It’s happening, it’s always been happening, but some days it’s harder to accept than other days! Or maybe some days I just feel like it is happening because disappearing is what I want to do!
Disappear~ being stuck in this body, being unable to be the person I was, wanting in my head and heart to join the people but my body just laughs! A cruel joke. I feel like I am disappearing to others, they are moving on while I am just…
I just am.
I still have not recovered from doing taxes, I mean seriously? That was days ago! I had plans for today! I have been taking it easy so today would be doable… yet today won’t get done.
Off they go to a birthday party, here I lay, a pity party for one!
My competency seems to depend on their use for me, my ability seems to depend what they want to do. My opinions and suggestions go unheard. My world is quiet!
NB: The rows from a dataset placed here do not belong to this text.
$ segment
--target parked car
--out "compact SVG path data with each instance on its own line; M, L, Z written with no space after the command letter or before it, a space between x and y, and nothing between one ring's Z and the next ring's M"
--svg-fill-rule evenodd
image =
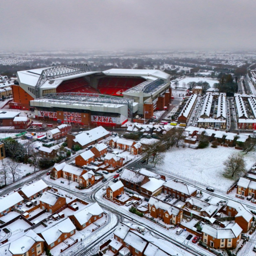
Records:
M207 187L206 190L210 192L214 192L214 189L212 188Z
M129 206L129 205L131 205L131 204L132 204L132 202L131 201L128 201L128 202L127 202L125 203L125 206Z
M199 236L195 236L192 240L192 243L196 243L200 239L200 238Z
M181 228L178 229L178 230L176 231L176 234L180 235L183 232L183 230Z

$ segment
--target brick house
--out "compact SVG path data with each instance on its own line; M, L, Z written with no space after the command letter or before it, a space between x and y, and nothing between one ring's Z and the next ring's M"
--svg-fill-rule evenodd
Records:
M221 229L204 224L202 240L207 246L216 249L236 248L241 241L242 231L237 223L230 223Z
M11 212L12 208L22 204L23 198L16 192L0 199L0 217Z
M13 125L15 129L27 129L32 124L29 117L25 116L16 116L13 119Z
M116 198L116 196L123 194L124 192L124 185L122 181L119 181L116 183L113 183L106 189L106 197L112 200Z
M70 124L61 124L55 129L48 131L46 132L46 136L47 139L56 140L66 136L71 132Z
M90 203L76 211L68 217L79 230L81 230L102 218L103 210L97 203Z
M256 182L241 177L237 183L237 194L255 198Z
M67 134L67 146L71 149L75 145L82 149L97 143L100 141L107 138L109 132L102 126L98 126L89 131L86 131L77 135Z
M119 156L115 154L108 153L104 157L104 163L106 165L110 165L111 167L116 168L123 165L123 157Z
M53 159L57 155L57 151L56 150L46 147L40 147L39 149L38 149L38 151L41 157L44 158Z
M124 168L120 176L120 180L125 187L140 193L141 186L150 180L146 175Z
M91 151L94 154L94 157L102 157L107 152L107 146L104 143L100 143L91 149Z
M46 209L51 213L54 213L66 203L66 197L49 191L44 192L39 201L40 208Z
M0 245L2 255L40 256L44 254L44 240L30 230L18 238Z
M134 144L131 147L131 154L138 154L142 153L142 145L139 142Z
M182 221L183 211L181 209L155 197L150 198L148 209L152 217L162 219L166 224L177 225Z
M62 177L72 181L79 182L79 178L82 172L82 169L69 164L66 164L62 169Z
M197 211L198 215L203 217L211 218L218 210L218 207L216 205L193 197L187 198L185 203L186 207Z
M93 171L89 171L81 174L79 178L79 185L81 187L86 188L93 185L95 182L95 177Z
M75 226L69 218L53 222L38 234L44 240L44 247L51 250L75 234Z
M197 189L194 187L181 182L170 181L166 182L163 186L164 194L171 194L172 197L179 198L185 202L187 199L196 195Z
M247 232L252 227L253 216L247 207L232 200L228 201L225 207L227 215L234 217L235 222L241 227L243 232Z
M88 165L91 162L94 162L94 154L90 150L85 151L75 159L75 164L79 166Z
M114 148L116 148L116 141L119 139L119 136L112 137L109 141L109 146Z
M25 185L18 193L26 200L32 200L37 197L39 194L42 194L48 188L44 181L40 180L30 185Z
M119 138L116 141L116 148L131 152L132 146L136 144L136 142L132 140Z

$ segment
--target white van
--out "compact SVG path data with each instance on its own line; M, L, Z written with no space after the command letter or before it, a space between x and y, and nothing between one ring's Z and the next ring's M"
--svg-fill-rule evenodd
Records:
M181 228L178 229L176 231L176 234L180 235L183 232L183 230Z

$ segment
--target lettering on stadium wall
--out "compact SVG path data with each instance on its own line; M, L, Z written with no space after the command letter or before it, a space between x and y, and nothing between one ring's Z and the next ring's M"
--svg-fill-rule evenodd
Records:
M105 124L116 124L116 118L109 116L101 116L100 115L91 116L91 121Z
M49 118L57 118L57 113L56 112L39 111L38 116L40 117L49 117Z

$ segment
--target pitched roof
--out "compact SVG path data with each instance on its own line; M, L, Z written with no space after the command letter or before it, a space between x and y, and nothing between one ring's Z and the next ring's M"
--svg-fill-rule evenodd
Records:
M139 172L133 172L128 169L124 168L120 176L120 179L123 179L127 181L129 181L136 184L140 184L145 178L145 176Z
M35 194L46 189L48 186L48 185L43 180L40 180L30 185L23 186L21 190L26 197L30 197Z
M63 233L70 233L75 227L69 218L62 219L44 229L40 233L48 244L55 242Z
M71 214L75 217L80 225L87 222L93 216L98 216L103 213L103 210L97 203L90 203Z
M188 195L191 195L197 190L195 188L190 185L187 185L180 182L176 182L174 181L167 181L164 185Z
M57 200L58 200L60 197L64 198L64 197L56 194L50 191L46 191L44 192L44 194L40 198L39 200L45 203L50 204L50 205L54 205Z
M84 160L86 161L91 157L94 156L95 155L90 150L88 150L87 151L85 151L82 154L80 154L80 155Z
M78 142L81 146L84 146L108 134L109 132L105 128L98 126L78 134L73 140L75 142Z
M10 208L22 201L23 201L23 197L18 192L4 197L0 200L0 212Z
M237 223L230 223L225 228L217 229L208 224L204 224L202 232L217 239L236 238L243 229Z
M124 186L124 184L122 183L121 181L119 181L115 183L113 183L110 185L109 187L111 190L114 192L116 191L117 190L120 189Z

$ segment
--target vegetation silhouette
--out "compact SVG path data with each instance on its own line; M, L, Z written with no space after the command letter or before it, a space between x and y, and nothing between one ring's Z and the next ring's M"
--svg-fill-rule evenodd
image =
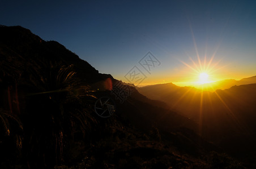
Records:
M244 167L194 121L134 86L100 118L95 101L114 98L117 80L21 26L0 26L0 36L1 168Z

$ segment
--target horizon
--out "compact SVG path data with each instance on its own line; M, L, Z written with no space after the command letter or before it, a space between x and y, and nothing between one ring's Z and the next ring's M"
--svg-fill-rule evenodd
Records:
M208 81L256 74L254 3L5 2L0 24L56 41L125 82L131 82L125 75L136 66L146 77L141 84L188 86L208 70ZM150 72L139 63L148 52L159 63Z

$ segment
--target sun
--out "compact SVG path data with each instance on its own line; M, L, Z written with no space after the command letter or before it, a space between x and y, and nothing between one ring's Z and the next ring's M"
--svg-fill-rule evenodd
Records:
M201 84L206 83L208 81L209 75L207 73L203 72L199 74L199 82Z

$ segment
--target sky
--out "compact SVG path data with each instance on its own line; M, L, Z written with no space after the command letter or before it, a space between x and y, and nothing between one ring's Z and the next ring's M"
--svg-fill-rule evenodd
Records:
M23 1L23 2L22 2ZM24 1L24 2L23 2ZM254 1L2 1L0 24L138 86L256 75Z

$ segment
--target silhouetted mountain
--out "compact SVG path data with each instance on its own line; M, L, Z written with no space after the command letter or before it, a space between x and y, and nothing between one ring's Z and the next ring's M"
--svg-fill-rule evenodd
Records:
M194 121L58 42L21 26L1 26L0 37L1 168L243 167ZM131 91L122 102L118 83ZM116 102L109 118L95 112L102 96Z
M199 86L199 88L203 88L204 90L210 91L215 91L216 90L225 90L231 88L233 86L240 86L242 84L249 84L256 83L256 76L253 76L249 78L243 78L240 81L236 81L234 79L225 79L219 81L216 81L212 83L210 83L206 85L202 84Z
M254 78L245 81L252 82ZM194 120L204 137L232 154L255 157L256 84L234 86L214 92L172 83L146 86L138 90Z

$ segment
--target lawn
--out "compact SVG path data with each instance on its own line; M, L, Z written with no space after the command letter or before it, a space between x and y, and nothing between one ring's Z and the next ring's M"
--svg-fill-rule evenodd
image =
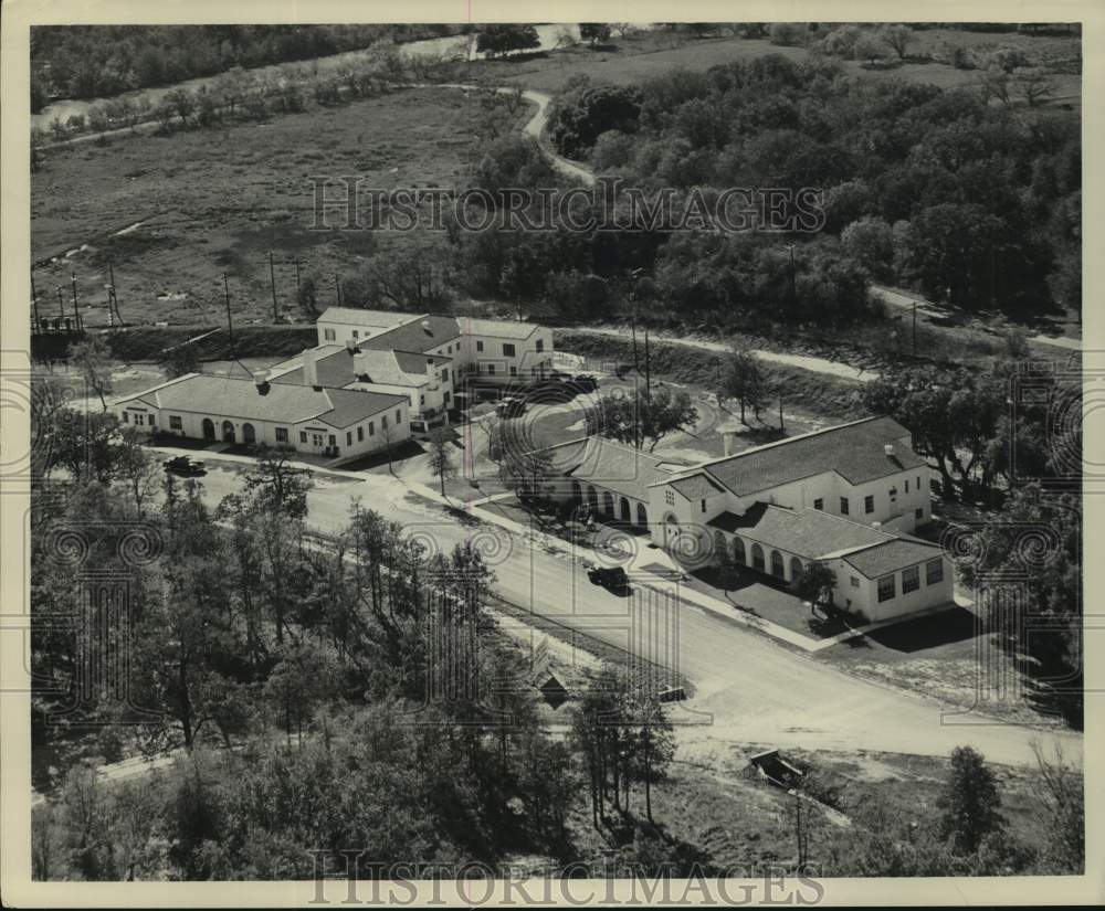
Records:
M947 703L958 720L974 713L1014 723L1063 723L1042 701L1025 665L980 628L972 610L956 607L876 629L819 652L817 660Z
M92 305L86 324L107 325L112 262L128 322L224 324L224 274L235 325L271 322L273 251L280 314L302 318L296 261L302 274L319 276L326 305L334 275L360 257L441 240L312 230L312 178L455 187L478 146L471 131L477 104L450 89L404 91L262 124L53 149L31 183L31 259L60 257L34 271L40 299L53 300L64 286L67 300L75 275L82 303ZM527 106L517 112L519 121L528 116Z

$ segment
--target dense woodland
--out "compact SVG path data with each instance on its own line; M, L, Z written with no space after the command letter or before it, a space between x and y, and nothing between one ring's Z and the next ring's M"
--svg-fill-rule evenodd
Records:
M31 113L52 97L135 88L455 34L457 25L42 25L31 31Z

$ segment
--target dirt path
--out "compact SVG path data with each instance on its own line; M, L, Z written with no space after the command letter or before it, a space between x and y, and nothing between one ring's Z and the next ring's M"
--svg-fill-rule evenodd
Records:
M623 329L615 329L610 327L592 327L592 326L575 326L570 327L572 332L581 332L596 336L614 336L617 338L628 338L627 332ZM667 345L682 345L686 348L697 348L704 351L717 351L719 353L728 353L732 350L729 345L720 341L707 341L705 339L685 339L675 338L674 336L665 336L661 333L652 333L651 336L656 341L663 341ZM838 377L843 380L856 380L861 383L870 383L873 380L878 379L878 373L872 370L864 370L860 368L859 370L851 364L843 363L841 361L830 361L825 358L813 358L808 354L781 354L778 351L765 351L762 349L755 349L753 351L756 357L765 361L771 361L772 363L781 363L788 367L800 367L802 370L809 370L813 373L824 373L830 377Z

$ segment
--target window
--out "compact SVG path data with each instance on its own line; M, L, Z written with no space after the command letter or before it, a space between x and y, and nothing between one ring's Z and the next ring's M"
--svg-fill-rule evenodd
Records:
M890 601L896 594L894 590L894 576L884 575L878 580L878 602Z
M925 564L925 584L935 585L944 581L944 561L940 558L929 560Z

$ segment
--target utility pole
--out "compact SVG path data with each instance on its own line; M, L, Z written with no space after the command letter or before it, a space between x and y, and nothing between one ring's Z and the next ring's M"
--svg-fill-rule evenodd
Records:
M34 330L42 331L42 324L39 321L39 293L34 289L34 271L31 271L31 311L34 314Z
M273 252L269 251L269 283L273 289L273 322L280 322L280 313L276 307L276 272L273 268Z
M790 251L790 305L793 307L798 304L798 279L794 268L794 245L787 244L787 248Z
M222 274L222 287L227 293L227 331L230 335L230 347L233 352L234 348L234 321L230 317L230 279L227 277L227 273Z

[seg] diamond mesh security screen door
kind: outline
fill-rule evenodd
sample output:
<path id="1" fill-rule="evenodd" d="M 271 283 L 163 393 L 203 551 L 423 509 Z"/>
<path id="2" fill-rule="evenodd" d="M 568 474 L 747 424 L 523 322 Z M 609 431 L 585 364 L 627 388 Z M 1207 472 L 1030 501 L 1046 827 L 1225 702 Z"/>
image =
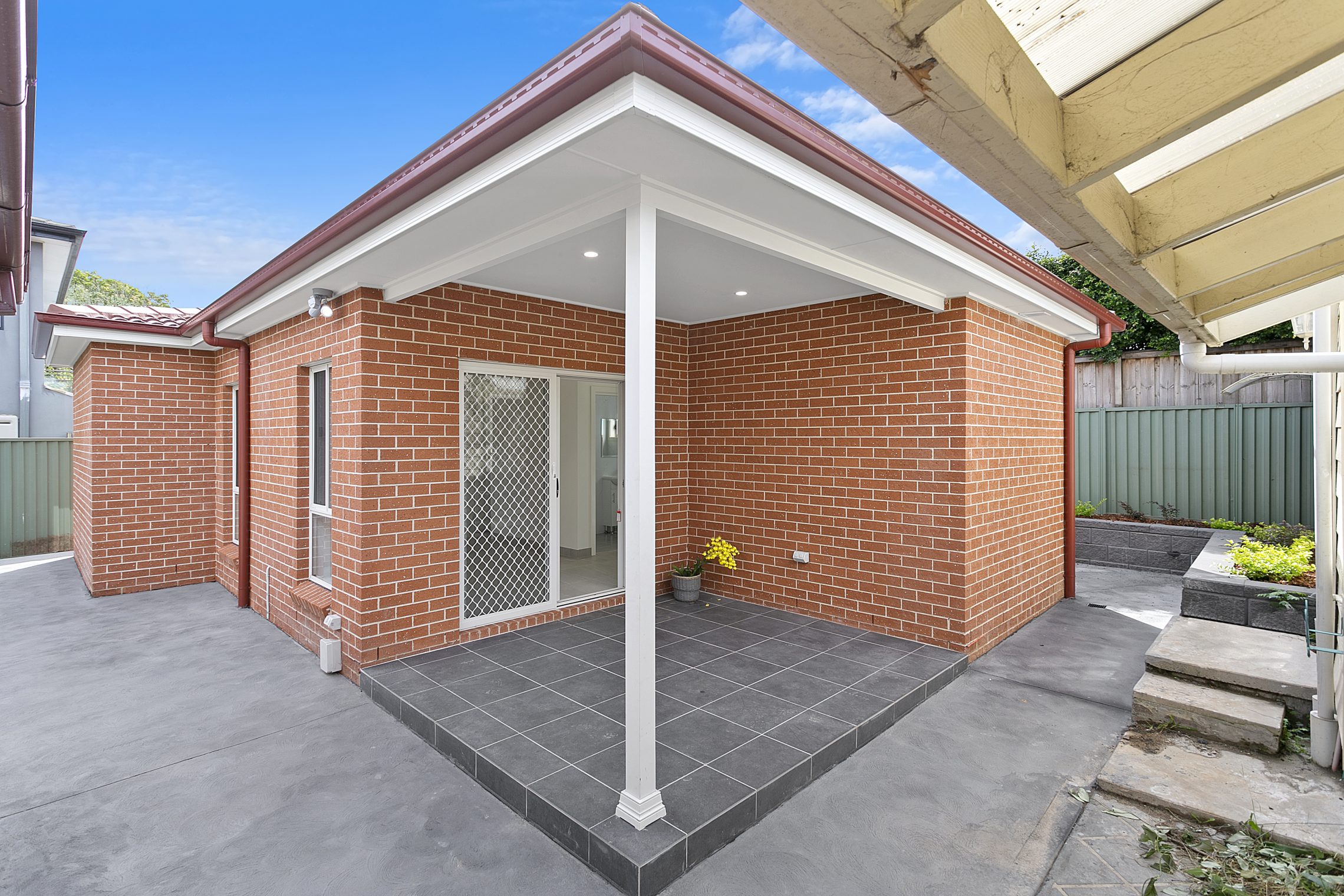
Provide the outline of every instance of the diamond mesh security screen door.
<path id="1" fill-rule="evenodd" d="M 554 379 L 462 372 L 462 623 L 555 600 Z"/>

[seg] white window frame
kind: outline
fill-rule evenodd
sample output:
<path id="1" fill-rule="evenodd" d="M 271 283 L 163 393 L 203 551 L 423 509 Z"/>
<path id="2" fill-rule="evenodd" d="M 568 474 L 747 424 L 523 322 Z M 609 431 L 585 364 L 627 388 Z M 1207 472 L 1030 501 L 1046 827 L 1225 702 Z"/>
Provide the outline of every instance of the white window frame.
<path id="1" fill-rule="evenodd" d="M 327 445 L 324 457 L 317 457 L 317 402 L 314 400 L 313 382 L 317 373 L 325 375 L 325 400 L 323 406 L 323 433 L 327 434 Z M 313 364 L 308 368 L 308 578 L 312 582 L 323 586 L 324 588 L 331 588 L 332 583 L 328 579 L 320 579 L 313 575 L 313 557 L 316 551 L 313 549 L 313 517 L 332 519 L 332 373 L 331 364 Z M 313 480 L 317 472 L 317 463 L 321 462 L 325 466 L 327 476 L 324 481 L 327 484 L 327 502 L 317 504 L 313 501 Z M 328 527 L 328 532 L 331 528 Z"/>
<path id="2" fill-rule="evenodd" d="M 228 387 L 228 488 L 233 493 L 233 513 L 228 517 L 230 541 L 238 544 L 238 384 Z"/>

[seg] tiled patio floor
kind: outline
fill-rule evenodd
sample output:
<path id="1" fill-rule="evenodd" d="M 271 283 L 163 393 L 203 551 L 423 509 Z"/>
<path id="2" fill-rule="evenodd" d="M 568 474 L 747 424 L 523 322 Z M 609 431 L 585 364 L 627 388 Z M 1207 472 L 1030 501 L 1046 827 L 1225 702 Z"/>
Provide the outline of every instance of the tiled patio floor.
<path id="1" fill-rule="evenodd" d="M 360 686 L 594 870 L 648 896 L 966 668 L 950 650 L 739 600 L 660 598 L 656 625 L 668 814 L 642 832 L 614 817 L 622 607 L 368 666 Z"/>

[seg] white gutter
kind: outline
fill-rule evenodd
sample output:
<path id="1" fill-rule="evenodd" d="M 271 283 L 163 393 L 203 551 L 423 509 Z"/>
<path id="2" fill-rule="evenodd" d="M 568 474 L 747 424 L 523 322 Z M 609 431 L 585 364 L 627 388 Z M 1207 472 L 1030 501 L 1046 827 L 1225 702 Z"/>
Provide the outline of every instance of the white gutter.
<path id="1" fill-rule="evenodd" d="M 1335 617 L 1335 375 L 1344 372 L 1344 352 L 1335 344 L 1335 306 L 1316 312 L 1309 353 L 1207 355 L 1203 343 L 1181 336 L 1180 361 L 1196 373 L 1316 373 L 1313 433 L 1316 461 L 1316 629 L 1337 631 Z M 1335 638 L 1317 635 L 1316 646 L 1331 650 Z M 1335 654 L 1316 653 L 1316 696 L 1312 699 L 1312 760 L 1327 768 L 1335 762 L 1339 720 L 1335 717 Z"/>

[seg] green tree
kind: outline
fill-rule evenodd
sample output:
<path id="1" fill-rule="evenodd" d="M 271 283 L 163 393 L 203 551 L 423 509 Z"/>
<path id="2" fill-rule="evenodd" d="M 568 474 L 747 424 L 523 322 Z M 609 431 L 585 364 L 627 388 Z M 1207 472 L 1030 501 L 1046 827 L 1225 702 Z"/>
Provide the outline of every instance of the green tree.
<path id="1" fill-rule="evenodd" d="M 1134 305 L 1132 301 L 1113 290 L 1103 279 L 1078 263 L 1077 259 L 1059 253 L 1051 255 L 1048 251 L 1032 246 L 1027 251 L 1027 258 L 1036 262 L 1051 274 L 1064 281 L 1078 292 L 1095 300 L 1103 308 L 1114 312 L 1125 321 L 1125 330 L 1116 333 L 1110 345 L 1095 348 L 1085 355 L 1103 361 L 1118 361 L 1121 352 L 1136 352 L 1140 349 L 1156 349 L 1160 352 L 1175 352 L 1180 348 L 1176 333 L 1157 322 L 1152 314 Z M 1289 322 L 1267 326 L 1250 336 L 1234 339 L 1228 345 L 1250 345 L 1254 343 L 1267 343 L 1275 339 L 1293 339 L 1293 325 Z"/>
<path id="2" fill-rule="evenodd" d="M 168 306 L 163 293 L 146 293 L 120 279 L 102 277 L 97 271 L 77 270 L 70 277 L 66 305 L 155 305 Z"/>
<path id="3" fill-rule="evenodd" d="M 66 305 L 153 305 L 167 308 L 168 297 L 163 293 L 146 293 L 120 279 L 102 277 L 97 271 L 77 270 L 70 275 Z M 59 364 L 47 364 L 43 376 L 47 388 L 66 394 L 74 392 L 74 368 Z"/>

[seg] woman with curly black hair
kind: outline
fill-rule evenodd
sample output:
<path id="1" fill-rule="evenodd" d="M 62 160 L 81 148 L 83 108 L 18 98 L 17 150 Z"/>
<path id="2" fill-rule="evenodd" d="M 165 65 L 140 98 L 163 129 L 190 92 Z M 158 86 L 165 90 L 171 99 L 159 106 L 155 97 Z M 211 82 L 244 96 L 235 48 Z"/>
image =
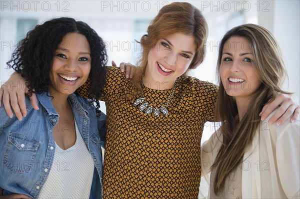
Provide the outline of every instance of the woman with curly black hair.
<path id="1" fill-rule="evenodd" d="M 18 44 L 8 65 L 26 79 L 40 110 L 28 97 L 22 121 L 0 108 L 3 195 L 101 197 L 106 116 L 94 99 L 104 94 L 106 62 L 102 39 L 71 18 L 37 25 Z M 88 79 L 94 100 L 74 93 Z"/>

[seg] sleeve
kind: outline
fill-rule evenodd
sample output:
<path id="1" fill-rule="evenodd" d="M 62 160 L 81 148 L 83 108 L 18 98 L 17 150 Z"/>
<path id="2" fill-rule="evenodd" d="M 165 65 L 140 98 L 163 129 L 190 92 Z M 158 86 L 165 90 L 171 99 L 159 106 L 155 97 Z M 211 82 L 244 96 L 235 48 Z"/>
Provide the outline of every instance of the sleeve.
<path id="1" fill-rule="evenodd" d="M 220 132 L 218 130 L 214 133 L 210 139 L 205 141 L 201 146 L 201 175 L 206 175 L 210 171 L 210 168 L 214 164 L 214 157 L 218 150 L 218 144 Z"/>
<path id="2" fill-rule="evenodd" d="M 280 126 L 273 129 L 274 131 L 279 131 L 276 141 L 276 158 L 279 178 L 288 198 L 299 199 L 300 126 L 298 121 L 294 123 L 288 121 L 286 124 L 287 125 L 282 130 Z"/>
<path id="3" fill-rule="evenodd" d="M 104 148 L 106 139 L 106 115 L 101 112 L 100 117 L 97 119 L 98 131 L 100 134 L 100 139 L 102 147 Z"/>
<path id="4" fill-rule="evenodd" d="M 118 94 L 120 89 L 124 86 L 126 81 L 125 73 L 120 71 L 120 67 L 116 66 L 106 66 L 106 84 L 104 88 L 104 96 L 98 99 L 99 100 L 107 101 L 113 94 Z M 83 98 L 88 98 L 88 90 L 90 81 L 90 79 L 76 90 L 76 93 Z"/>
<path id="5" fill-rule="evenodd" d="M 206 121 L 214 122 L 214 108 L 218 97 L 218 87 L 210 82 L 196 79 L 195 89 L 196 108 L 205 118 Z"/>

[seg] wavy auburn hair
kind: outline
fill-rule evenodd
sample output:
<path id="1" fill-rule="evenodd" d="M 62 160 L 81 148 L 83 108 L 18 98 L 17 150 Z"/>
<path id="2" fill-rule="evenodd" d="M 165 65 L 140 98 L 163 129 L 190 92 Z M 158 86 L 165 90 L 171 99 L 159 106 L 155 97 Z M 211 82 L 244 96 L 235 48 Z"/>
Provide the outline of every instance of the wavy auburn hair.
<path id="1" fill-rule="evenodd" d="M 148 27 L 148 34 L 143 35 L 140 43 L 142 48 L 140 68 L 134 77 L 133 82 L 140 88 L 140 79 L 144 76 L 148 64 L 149 51 L 158 41 L 177 32 L 192 35 L 196 45 L 194 57 L 188 70 L 196 68 L 203 61 L 206 49 L 208 27 L 201 11 L 188 2 L 174 2 L 164 6 L 152 21 Z M 186 73 L 185 73 L 185 74 Z"/>

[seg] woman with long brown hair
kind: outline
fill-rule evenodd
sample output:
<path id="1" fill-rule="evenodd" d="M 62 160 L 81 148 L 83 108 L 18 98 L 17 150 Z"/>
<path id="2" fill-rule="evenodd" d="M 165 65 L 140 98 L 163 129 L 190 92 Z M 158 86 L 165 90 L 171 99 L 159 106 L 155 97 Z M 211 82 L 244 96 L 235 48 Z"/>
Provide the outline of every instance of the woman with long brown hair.
<path id="1" fill-rule="evenodd" d="M 276 40 L 258 25 L 232 28 L 221 41 L 217 72 L 216 116 L 223 122 L 202 146 L 210 198 L 299 198 L 299 121 L 278 126 L 258 116 L 278 93 L 290 93 L 281 88 L 286 71 Z"/>

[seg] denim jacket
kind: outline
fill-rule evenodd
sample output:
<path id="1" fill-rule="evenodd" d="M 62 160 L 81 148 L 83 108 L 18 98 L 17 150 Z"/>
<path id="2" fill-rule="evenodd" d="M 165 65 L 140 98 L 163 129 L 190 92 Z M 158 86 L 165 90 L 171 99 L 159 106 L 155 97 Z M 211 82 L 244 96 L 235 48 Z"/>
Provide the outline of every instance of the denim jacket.
<path id="1" fill-rule="evenodd" d="M 18 193 L 37 198 L 53 163 L 56 145 L 52 132 L 59 115 L 46 93 L 36 97 L 40 110 L 33 109 L 26 97 L 28 114 L 21 121 L 16 116 L 10 118 L 4 106 L 0 107 L 0 187 L 4 190 L 3 195 Z M 90 198 L 101 199 L 101 147 L 104 147 L 106 116 L 101 113 L 98 118 L 94 107 L 87 99 L 73 94 L 68 100 L 95 166 Z"/>

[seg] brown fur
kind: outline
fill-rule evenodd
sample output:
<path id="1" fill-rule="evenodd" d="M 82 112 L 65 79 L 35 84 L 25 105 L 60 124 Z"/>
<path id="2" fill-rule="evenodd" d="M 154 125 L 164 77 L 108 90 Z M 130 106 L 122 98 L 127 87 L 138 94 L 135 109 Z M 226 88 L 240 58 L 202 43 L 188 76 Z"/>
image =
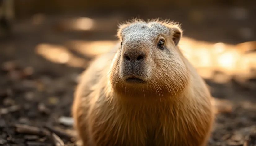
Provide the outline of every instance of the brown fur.
<path id="1" fill-rule="evenodd" d="M 206 145 L 214 119 L 210 95 L 176 45 L 180 26 L 135 19 L 119 28 L 122 46 L 96 58 L 76 90 L 72 111 L 84 145 Z M 161 38 L 163 51 L 157 47 Z M 146 53 L 140 73 L 146 84 L 123 79 L 122 54 L 132 48 Z"/>

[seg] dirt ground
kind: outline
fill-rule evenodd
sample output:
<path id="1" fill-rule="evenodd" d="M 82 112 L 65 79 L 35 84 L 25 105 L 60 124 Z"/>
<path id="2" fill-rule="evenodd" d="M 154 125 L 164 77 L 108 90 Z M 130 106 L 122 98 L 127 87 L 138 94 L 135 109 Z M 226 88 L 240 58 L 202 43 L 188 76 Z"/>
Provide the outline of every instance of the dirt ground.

I’m getting better at ignoring the lonely hallway of my life, most days I even prefer the alone (I never thought I’d say that!)
So as I write this, I feel a realization sinking in, maybe I am not disappearing to them, maybe I am pulling away?
It’s not like I have a choice, social gatherings take up way to much energy, especially with people I have nothing in common with, seriously, I don’t even know what to talk about! So I guess it has become a choice, to disappear, because what energy I do have I don’t have enough to do what they want.
So give me a book and some food, I’ll still be laying here when you get back.